Of the unsold properties, 27,200 units worth P154.4 billion are ready for occupancy (RFO). These units for the lower to upper middle-income segment, priced between P3.6 million to P12 million apiece, accounted for 57 percent of RFO inventory.
The figures reflected a 61-percent decline year-on-year, with only 9,300 units presold during the period.
Colliers noted real estate developers have been offsetting this drop in demand in the metro by switching their attention to Calabarzon (Cavite, Laguna, Batangas, Rizal and Quezon), Central Luzon, Central Visayas, Western Visayas, Northern Mindanao, and the Davao Region.
The average demand growth in these areas from 2021 to 2023, Colliers said, is between 30 to 3,000 percent, with take-up or occupied properties surging from 17 to 445 percent.
New horizontal projects, meanwhile, recorded 15 to 138 percent growth, while take-up was 3 to 60 percent, in 2023 compared to 2021.
“Results from our previous surveys show that provinces in these areas are among the most preferred by respondents for their next residential investment,” Bondoc said. “These regions are also among the major recipients of remittances from abroad, covering more than half of the 2.16 million deployed Filipino workers in 2023… this should partly support the stable demand for residential end-use.”

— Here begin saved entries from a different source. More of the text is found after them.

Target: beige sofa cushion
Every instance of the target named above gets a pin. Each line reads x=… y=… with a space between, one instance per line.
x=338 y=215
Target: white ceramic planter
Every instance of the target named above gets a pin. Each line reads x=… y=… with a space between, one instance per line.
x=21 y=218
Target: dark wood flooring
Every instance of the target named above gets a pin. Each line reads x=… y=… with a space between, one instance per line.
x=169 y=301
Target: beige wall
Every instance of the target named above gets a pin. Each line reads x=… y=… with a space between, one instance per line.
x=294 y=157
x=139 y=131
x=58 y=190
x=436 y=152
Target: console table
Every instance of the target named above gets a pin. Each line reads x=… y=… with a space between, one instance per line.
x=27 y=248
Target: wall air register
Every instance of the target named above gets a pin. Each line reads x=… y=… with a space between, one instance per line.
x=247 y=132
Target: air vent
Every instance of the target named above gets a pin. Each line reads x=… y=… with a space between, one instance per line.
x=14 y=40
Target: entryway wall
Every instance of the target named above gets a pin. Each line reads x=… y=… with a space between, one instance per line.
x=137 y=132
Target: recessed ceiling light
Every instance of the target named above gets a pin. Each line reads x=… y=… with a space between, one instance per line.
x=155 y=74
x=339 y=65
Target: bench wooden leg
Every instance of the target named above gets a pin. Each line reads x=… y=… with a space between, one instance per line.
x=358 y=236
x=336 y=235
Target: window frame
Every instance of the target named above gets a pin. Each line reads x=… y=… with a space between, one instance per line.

The Bangko Sentral ng Pilipinas (BSP) said provinces accounted for nearly 66 percent of total real estate loans that banks have granted as of the second quarter (Q2).

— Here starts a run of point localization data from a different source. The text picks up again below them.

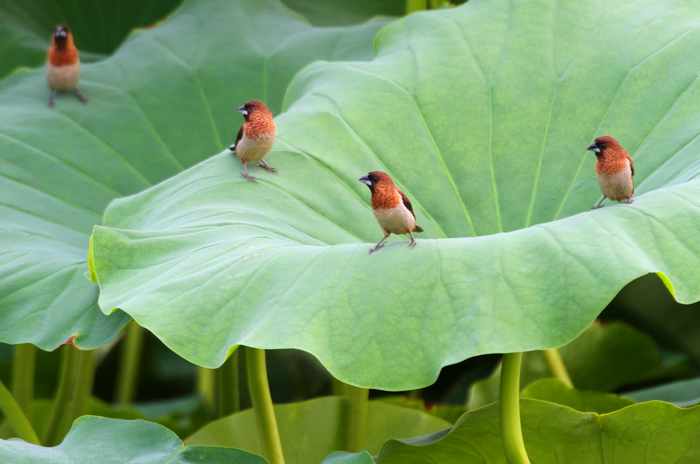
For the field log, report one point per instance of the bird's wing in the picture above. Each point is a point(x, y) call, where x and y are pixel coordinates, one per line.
point(238, 136)
point(631, 164)
point(407, 203)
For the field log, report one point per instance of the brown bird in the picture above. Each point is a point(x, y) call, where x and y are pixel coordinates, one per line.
point(391, 207)
point(614, 168)
point(63, 65)
point(255, 137)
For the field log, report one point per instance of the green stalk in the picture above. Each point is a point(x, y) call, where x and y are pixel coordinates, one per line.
point(262, 405)
point(73, 392)
point(228, 390)
point(557, 366)
point(206, 381)
point(23, 365)
point(129, 364)
point(15, 417)
point(511, 430)
point(356, 422)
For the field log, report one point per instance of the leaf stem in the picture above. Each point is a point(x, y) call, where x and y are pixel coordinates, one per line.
point(511, 430)
point(132, 347)
point(228, 390)
point(15, 417)
point(23, 366)
point(356, 422)
point(262, 405)
point(73, 392)
point(557, 366)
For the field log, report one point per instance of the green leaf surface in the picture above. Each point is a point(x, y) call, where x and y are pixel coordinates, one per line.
point(310, 430)
point(482, 114)
point(605, 357)
point(111, 441)
point(335, 12)
point(652, 432)
point(99, 27)
point(681, 393)
point(163, 102)
point(341, 457)
point(554, 391)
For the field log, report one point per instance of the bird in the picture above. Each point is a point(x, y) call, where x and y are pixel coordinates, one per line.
point(391, 207)
point(63, 65)
point(255, 136)
point(615, 170)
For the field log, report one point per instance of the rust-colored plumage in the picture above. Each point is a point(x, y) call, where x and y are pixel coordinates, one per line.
point(255, 136)
point(614, 168)
point(63, 64)
point(391, 207)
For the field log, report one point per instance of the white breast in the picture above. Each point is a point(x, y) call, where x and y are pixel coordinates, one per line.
point(63, 78)
point(398, 220)
point(252, 150)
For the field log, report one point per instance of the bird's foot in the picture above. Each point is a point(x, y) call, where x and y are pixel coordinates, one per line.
point(81, 97)
point(263, 164)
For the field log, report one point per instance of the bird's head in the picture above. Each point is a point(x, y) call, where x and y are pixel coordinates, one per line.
point(375, 178)
point(604, 143)
point(253, 108)
point(61, 35)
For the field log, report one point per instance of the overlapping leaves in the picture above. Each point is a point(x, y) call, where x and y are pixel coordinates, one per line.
point(162, 103)
point(481, 114)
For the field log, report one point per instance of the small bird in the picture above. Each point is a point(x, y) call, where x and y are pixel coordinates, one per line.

Colliers pointed out that developers such as Brittany, DMCI Homes, Rockwell Land, Megaworld Corp., Ayala Land, Robinsons Land, Cebu Landmasters, and Damosa Land have also been selling resort or leisure-oriented properties in Cebu, Davao, Bohol, Palawan, Boracay, Cavite, and Batangas.

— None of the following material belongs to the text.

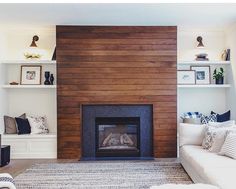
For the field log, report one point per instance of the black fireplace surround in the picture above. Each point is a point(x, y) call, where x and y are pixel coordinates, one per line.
point(117, 132)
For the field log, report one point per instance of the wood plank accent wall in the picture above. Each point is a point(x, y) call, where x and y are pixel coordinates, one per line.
point(116, 65)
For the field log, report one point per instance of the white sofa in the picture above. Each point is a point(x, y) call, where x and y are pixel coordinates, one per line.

As of June, these projects, priced between P175,000 to P590,000 per square meter, had take-up rates from 43 to 100 percent.
The projects included leisure-themed integrated communities and condotels. Megaworld Corp., for instance, has launched its beachside township Ilocandia Coastown and beachside golf estate in Lialto, Batangas.
Ayala Land has its mountainside estate Arillo; Brittany’s, Bern Baguio; DMCI Homes, Monticello Crest; and AppleOne Group, JW Marriott Residences Panglao.